Abstract

This paper provides the first comprehensive account of the rule against alienating indigenous lands to private parties, that is to say, parties other than the government. This rule exists, in common law and statutory forms, across common law settler societies, including the United States, Canada, Australia, and New Zealand. The author provides an historical account of the development of the rule, outlining the ways in which the rule was seen to be justified across different time periods. The paper argues that none of the historical bases for the rule, which range from considerations of military strategy to outright racial paternalism, can provide an adequate justification for the rule in the present day. After providing an account of the current legal regimes in these four countries, the author sets out a contemporary justification for the rule, rooted in the collective autonomy and cultural integrity of indigenous groups. This is approached primarily from two angles. In economic or welfare-oriented terms, alienations of parts of a community's land base may impose a cost on members of the group by reducing the group's capacity to preserve its culture and way of life, goods which can only be enjoyed in collective form.

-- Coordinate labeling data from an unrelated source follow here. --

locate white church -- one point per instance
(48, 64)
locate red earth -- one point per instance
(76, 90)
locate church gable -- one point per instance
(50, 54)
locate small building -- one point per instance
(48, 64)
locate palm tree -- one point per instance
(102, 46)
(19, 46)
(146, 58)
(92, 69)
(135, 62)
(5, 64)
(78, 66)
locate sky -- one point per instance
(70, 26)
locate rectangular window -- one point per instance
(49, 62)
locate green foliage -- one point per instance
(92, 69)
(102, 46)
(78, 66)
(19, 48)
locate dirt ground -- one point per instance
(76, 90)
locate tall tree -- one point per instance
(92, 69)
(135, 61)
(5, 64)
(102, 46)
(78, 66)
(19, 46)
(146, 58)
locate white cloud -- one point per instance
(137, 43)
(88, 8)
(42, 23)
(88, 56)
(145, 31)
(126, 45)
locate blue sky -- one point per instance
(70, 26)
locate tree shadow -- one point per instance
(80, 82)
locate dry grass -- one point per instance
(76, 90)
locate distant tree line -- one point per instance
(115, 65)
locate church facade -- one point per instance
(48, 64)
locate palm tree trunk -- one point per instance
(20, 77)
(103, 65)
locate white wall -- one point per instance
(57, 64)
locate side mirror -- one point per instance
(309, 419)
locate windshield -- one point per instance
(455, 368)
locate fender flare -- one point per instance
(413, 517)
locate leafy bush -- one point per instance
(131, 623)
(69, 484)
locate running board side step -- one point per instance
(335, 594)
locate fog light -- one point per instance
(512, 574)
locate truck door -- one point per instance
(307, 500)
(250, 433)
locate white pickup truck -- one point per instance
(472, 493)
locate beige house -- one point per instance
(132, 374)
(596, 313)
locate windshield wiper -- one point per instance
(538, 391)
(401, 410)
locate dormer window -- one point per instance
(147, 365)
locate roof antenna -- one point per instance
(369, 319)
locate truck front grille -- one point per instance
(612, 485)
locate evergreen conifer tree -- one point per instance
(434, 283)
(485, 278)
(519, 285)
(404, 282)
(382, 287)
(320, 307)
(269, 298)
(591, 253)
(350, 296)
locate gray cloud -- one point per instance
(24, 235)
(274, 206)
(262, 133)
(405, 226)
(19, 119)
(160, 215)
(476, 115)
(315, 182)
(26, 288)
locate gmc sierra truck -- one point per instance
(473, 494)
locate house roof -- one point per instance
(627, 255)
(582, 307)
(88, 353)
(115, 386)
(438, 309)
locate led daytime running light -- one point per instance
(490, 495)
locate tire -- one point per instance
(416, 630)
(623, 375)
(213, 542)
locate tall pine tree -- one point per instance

Alternatively, one can take collective autonomy and cultural preservation as goods not fully reducible to welfare. Erosions of the group's land base impinge on its ability to exercise collective autonomy, especially if governance jurisdiction is linked to land ownership. The paper also considers the relevance of arguments based on indigenous sovereignty and distinctive indigenous approaches to land. Finally, the author outlines a set of promising alternative institutional arrangements that might reconcile the interests at stake in ways other than through a rigid prohibition on alienation to private parties.